Apart from regulating membrane excitability, ankyrin-G was recently proposed to play secondary roles in regulation of intercalated disk structural integrity. Delmar and colleagues identified ankyrin-G as member of a larger complex of Na_v1.5 and gap junctions at the cardiac desmosome (Sato et al., 2011). Loss of ankyrin-G caused significant changes in the subcellular distribution and abundance of desmosomal proteins. This complex could potentially play key roles in arrhythmia susceptibility as human mutations in desmosomal genes have been linked with the development of arrhythmogenic right ventricular dysplasia (Pilichou et al., 2006), characterized by inflammation, fibrosis or adiposis, and susceptibility to cardiac arrhythmia and sudden cardiac death (Sen-Chowdhry et al., 2010). In summary, based on the ability to regulate both critical electrical and structural signaling, ankyrin-G-based pathways have been shown to play key roles in myocyte physiology and likely are a central key node for human structural and electrical heart disease.

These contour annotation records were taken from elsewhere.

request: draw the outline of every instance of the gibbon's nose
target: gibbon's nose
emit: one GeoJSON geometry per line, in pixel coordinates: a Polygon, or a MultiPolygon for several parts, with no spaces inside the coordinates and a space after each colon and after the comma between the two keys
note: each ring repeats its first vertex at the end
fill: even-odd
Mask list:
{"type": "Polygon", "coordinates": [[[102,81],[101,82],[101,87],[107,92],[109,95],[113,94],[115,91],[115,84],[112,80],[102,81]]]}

The past decade has illustrated critical roles for ankyrins in cardiac physiology and in disease. Unlike their classic roles in the erythrocyte, ankyrins play dynamic roles in protein targeting and stability, and secondary unexpected roles in protein regulation and cardiac signaling. While ankyrins are linked with congenital ventricular and atrial arrhythmias, current data suggest that these proteins serve central nodal points of regulation for common forms of acute and chronic cardiovascular disease. Moreover, based on expression, it is not unreasonable that ankyrins likely play key roles in other types of human cardiovascular disease including inflammation and metabolic and vascular disease.

The authors declare that the research was conducted in the absence of any commercial or financial relationships that could be construed as a potential conflict of interest.